Dremio Data Lake Engine

Dremio’s new Data Lake Engine for AWS, Azure and hybrid cloud environments, part of the Dremio 4.0 release, vastly improves the performance of queries against data lakes—the huge stores of data many organizations have built on Hadoop, Amazon Web Services’ S3 and Microsoft’s Azure Data Lake Services. Technology advances such as columnar caching, predictive pipelining and a new execution engine kernel provide the performance boost. And the engines sport built-in connectors for analysis tools like Tableau, Microsoft Power BI and Looker.

MemSQL 7.0/MemSQL Helios

MemSQL develops the MemSQL distributed SQL database for operational analytics and cloud-native applications. The new MemSQL Helios, now in private preview, is an on-demand, fully managed cloud service that provides a scalable data platform for operational analytics, machine learning and artificial intelligence tasks. MemSQL 7.0, now in beta, offers “SingleStore” data management that supports rowstore or columnstore for workloads, and “system of record” features such as incremental backup and synchronous replication.

MongoDB Atlas Data Lake

MongoDB launched beta versions of its MongoDB Atlas Data Lake and MongoDB Atlas Full-Text Search software—new services that expand the ways developers can use the MongoDB database to work with data. Atlas Data Lake accesses and queries data in AWS S3 storage buckets in any format (JSON, Avro, Parquet and others) using the MongoDB Query Language. Atlas Full-Text Search provides rich text search capabilities (based on the Apache Lucerne technology) against MongoDB databases.

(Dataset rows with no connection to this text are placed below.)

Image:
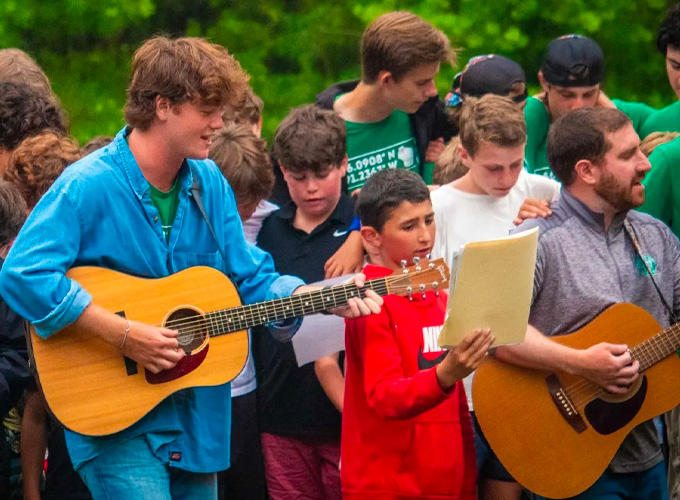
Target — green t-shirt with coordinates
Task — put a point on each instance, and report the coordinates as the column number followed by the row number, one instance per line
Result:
column 166, row 202
column 372, row 147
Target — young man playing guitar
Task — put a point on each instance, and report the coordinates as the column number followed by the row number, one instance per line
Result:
column 130, row 207
column 588, row 259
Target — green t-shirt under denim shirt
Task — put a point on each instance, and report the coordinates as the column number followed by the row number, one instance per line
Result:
column 166, row 202
column 538, row 123
column 663, row 120
column 372, row 147
column 662, row 185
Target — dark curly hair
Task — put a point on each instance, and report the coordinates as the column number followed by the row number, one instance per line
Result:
column 37, row 162
column 25, row 113
column 669, row 31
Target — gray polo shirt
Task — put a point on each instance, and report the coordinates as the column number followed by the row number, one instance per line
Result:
column 581, row 269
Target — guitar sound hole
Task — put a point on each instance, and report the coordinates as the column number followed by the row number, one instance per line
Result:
column 192, row 328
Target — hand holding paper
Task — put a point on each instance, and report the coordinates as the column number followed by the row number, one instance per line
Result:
column 492, row 289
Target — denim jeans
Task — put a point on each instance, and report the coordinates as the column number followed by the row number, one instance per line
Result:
column 131, row 471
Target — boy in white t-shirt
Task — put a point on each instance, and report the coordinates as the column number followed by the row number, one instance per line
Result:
column 482, row 205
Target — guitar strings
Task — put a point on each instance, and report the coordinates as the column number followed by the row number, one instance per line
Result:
column 651, row 351
column 200, row 324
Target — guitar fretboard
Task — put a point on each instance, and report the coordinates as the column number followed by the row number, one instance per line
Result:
column 273, row 311
column 658, row 347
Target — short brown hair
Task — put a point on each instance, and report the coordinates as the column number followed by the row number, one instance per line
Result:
column 494, row 119
column 182, row 70
column 449, row 166
column 310, row 139
column 12, row 212
column 244, row 162
column 399, row 42
column 37, row 162
column 581, row 135
column 250, row 113
column 18, row 67
column 649, row 143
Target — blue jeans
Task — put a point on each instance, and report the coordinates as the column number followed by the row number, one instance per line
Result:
column 131, row 471
column 646, row 485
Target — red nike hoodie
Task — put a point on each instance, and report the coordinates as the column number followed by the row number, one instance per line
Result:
column 402, row 436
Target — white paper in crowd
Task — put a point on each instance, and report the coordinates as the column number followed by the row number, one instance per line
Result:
column 320, row 334
column 491, row 287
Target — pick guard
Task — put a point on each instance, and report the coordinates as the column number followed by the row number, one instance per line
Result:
column 607, row 417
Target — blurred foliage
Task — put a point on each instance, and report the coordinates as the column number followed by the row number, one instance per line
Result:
column 293, row 49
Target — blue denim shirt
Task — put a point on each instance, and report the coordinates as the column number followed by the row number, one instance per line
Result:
column 99, row 213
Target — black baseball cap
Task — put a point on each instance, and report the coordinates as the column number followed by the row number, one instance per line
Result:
column 487, row 74
column 573, row 61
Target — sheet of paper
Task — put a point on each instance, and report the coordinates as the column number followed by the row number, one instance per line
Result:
column 491, row 287
column 320, row 334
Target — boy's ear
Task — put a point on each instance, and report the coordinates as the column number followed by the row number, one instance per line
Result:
column 464, row 156
column 541, row 80
column 163, row 108
column 343, row 166
column 385, row 78
column 587, row 171
column 371, row 239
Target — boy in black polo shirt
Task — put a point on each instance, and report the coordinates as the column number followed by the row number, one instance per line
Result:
column 300, row 426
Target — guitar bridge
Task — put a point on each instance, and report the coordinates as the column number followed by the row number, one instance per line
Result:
column 564, row 404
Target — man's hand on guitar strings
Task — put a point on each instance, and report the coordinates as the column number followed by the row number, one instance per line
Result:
column 356, row 307
column 610, row 366
column 156, row 349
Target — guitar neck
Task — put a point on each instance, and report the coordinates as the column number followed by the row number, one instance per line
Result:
column 657, row 348
column 302, row 304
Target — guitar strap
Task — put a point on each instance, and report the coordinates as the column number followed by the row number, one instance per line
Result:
column 631, row 233
column 196, row 195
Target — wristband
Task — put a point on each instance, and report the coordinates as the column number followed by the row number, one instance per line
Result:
column 127, row 330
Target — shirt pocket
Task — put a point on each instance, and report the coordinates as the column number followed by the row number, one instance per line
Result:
column 434, row 461
column 193, row 259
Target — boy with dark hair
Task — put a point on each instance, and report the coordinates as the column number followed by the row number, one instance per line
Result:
column 178, row 91
column 668, row 43
column 394, row 117
column 571, row 78
column 482, row 205
column 24, row 113
column 243, row 160
column 37, row 162
column 299, row 424
column 406, row 429
column 250, row 115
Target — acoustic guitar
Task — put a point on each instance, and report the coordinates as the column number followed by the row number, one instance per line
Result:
column 92, row 389
column 556, row 433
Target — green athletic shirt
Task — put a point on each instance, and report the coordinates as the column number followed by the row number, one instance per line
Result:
column 166, row 202
column 662, row 185
column 372, row 147
column 538, row 123
column 664, row 120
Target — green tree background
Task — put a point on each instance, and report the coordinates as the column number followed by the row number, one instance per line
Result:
column 293, row 49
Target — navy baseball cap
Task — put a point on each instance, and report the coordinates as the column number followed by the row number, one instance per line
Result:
column 573, row 61
column 487, row 74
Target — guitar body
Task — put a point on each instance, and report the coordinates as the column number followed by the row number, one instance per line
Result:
column 93, row 389
column 545, row 448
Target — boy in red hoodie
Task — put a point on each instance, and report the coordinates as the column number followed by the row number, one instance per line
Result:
column 406, row 429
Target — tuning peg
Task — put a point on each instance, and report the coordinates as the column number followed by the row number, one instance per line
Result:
column 404, row 269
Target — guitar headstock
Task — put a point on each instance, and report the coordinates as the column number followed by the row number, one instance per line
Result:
column 425, row 274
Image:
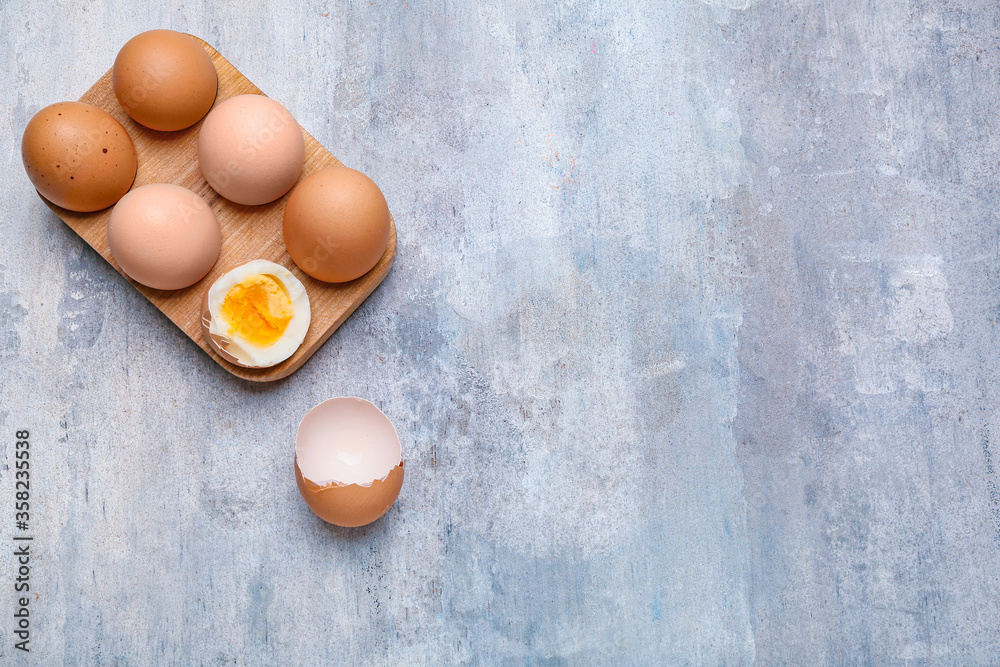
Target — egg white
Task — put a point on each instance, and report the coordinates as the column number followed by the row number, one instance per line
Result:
column 246, row 352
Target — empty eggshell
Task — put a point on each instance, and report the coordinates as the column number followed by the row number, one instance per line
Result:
column 348, row 461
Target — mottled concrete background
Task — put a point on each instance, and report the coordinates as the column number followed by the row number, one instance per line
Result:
column 692, row 343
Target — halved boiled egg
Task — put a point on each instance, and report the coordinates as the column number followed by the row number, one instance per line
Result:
column 256, row 315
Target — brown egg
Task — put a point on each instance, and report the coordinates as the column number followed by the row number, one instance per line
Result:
column 336, row 224
column 164, row 80
column 348, row 461
column 78, row 156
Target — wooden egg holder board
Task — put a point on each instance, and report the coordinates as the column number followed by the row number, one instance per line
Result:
column 248, row 232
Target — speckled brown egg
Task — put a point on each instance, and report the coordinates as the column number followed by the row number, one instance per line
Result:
column 78, row 156
column 336, row 224
column 164, row 80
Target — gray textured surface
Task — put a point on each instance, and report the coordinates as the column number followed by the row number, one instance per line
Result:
column 692, row 343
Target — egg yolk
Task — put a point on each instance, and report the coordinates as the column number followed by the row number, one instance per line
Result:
column 258, row 309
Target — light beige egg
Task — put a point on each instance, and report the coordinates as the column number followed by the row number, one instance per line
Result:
column 164, row 236
column 251, row 150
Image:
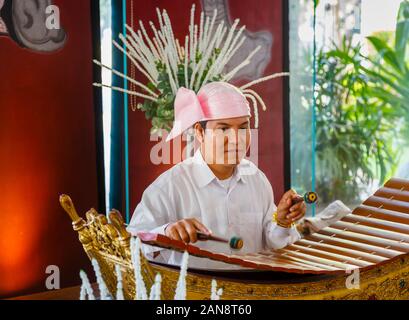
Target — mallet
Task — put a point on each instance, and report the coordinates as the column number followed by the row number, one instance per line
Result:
column 234, row 242
column 309, row 198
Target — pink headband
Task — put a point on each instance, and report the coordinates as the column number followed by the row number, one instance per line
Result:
column 215, row 100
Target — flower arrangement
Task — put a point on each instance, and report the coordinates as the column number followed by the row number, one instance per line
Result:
column 168, row 65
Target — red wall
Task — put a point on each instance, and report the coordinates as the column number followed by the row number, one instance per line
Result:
column 257, row 15
column 47, row 147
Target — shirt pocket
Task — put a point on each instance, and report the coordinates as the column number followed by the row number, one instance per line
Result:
column 250, row 230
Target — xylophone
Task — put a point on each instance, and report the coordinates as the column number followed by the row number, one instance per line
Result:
column 373, row 240
column 376, row 231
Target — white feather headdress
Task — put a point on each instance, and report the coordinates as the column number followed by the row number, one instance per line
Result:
column 167, row 65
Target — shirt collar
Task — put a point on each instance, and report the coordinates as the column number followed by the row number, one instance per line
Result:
column 203, row 175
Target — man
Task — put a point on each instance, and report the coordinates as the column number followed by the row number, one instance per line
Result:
column 216, row 191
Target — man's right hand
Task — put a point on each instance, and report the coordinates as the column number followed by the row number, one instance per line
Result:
column 186, row 230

Naveego Complete Data Accuracy Platform

The Naveego Complete Data Accuracy Platform is a distributed data accuracy system that proactively manages, detects and eliminates customer data accuracy problems across multiple enterprise data sources. A new release of the platform provides self-service capabilities that help business users undertake master data management and “golden record” tasks. Naveego Accelerator is a data health analysis toolkit that calculates the percentage of records with consistency errors that can impact business operations and profitability.

Okera Policy Builder

Data lakes can quickly become legal swamps if care isn’t taken to ensure they meet data security and compliance requirements. To tackle that, Okera offers the Okera Active Data Access Platform, a data lake security and governance system. Okera Policy Builder, an addition to the Okera Data Access Platform, provides the tools that data stewards and data governance teams use to create and manage detailed data access control policies that dictate who can access what data.

Qlik Sense Enterprise On Qlik Cloud Services

Qlik is now allowing businesses and organizations to deploy its flagship Qlik Sense Enterprise entirely on Qlik Cloud Services, the vendor’s Software-as-a-Service environment. The move makes it easier for partners, businesses and organizations to deploy Qlik Sense Enterprise in a SaaS environment. The software also can be deployed on Kubernetes in a private cloud or on a public cloud platform.

Snowflake On Google Cloud

Snowflake Computing will provide its cloud-native data warehouse services on the Google Cloud Platform later this year, completing a trifecta for the services that already run on Amazon Web Services and Microsoft Azure. Offering Snowflake Data Warehouse on Google Cloud means Snowflake can better support customers’ multi-cloud strategies. The Snowflake Data Warehouse is also available on the Microsoft Azure Government platform for use by U.S. government agencies.

Talend Pipeline Designer

Data integration software developer Talend debuted Pipeline Designer, a web-based graphical design tool for data engineers and software developers for building data pipelines that integrate data across hybrid cloud and multi-cloud environments, on-premises databases and other data sources. Pipeline Designer is an addition to Talend Cloud, the company’s Platform-as-a-Service integration system.